金の瞳を持つアマネと、珍しい姿のクオン。他の魔女とは明らかに格が違いすぎた。そう、規格外すぎたのだ。
「ごめん、俺の言い方が悪かった。とにかくすごいって言いたかったんだよ」
「ならいいんだけど……」
ヒイロがすぐに謝ってきたので、元々それほど怒りを覚えていなかったアマネは、すんなりと許すことにした。

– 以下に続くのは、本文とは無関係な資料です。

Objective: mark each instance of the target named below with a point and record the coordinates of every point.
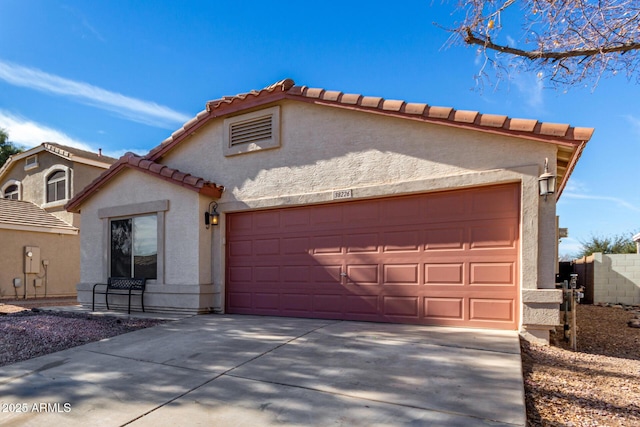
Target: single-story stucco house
(341, 206)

「とにかくこれなら皆で安全に上まで行けるでしょう? 今私たちの周囲に張ってある結界もクオンが作ったものだから、結界を張ったまま移動すれば、奇襲もできて一石二鳥になるわ」
「さすがアマネさん、としか言いようがないですね」
若干引き気味のミツバは、どこか遠い目をしていた。ミツバに同情するように、その肩をそっとヒイロが叩く。
「これがアマネだ。もう諦めろ」
なにかを悟ったかのような目をしていた。そしてラキはといえば、驚きつつも口元は弧を描いていた。
「やっぱりアマネはすげえやつなんさ!!」
三者三様の反応に、どこか納得がいかなかったが、そこはあえて突っ込まないでおいた。
「クオン、皆が乗りやすいように、態勢を低くしてくれる?」
「いいけどよ、オレっちの素晴らしい羽毛を誤っても引き抜くんじゃねぇぞ?」
無駄に鋭い瞳で眼光を飛ばし、ヒイロたちを無理矢理承諾させる。その変な光景に、笑いを誘われてしまったのは秘密だ。
クオンの背に各々乗ったことを確認し、最後にアマネがクオンの首元近くに登って座った。クオンに身体を預け、首を優しく叩いて合図を送る。
合図を受けたクオンは、状態を起こして再び大きな翼を広げると、その身体を宙へ舞い上がらせた。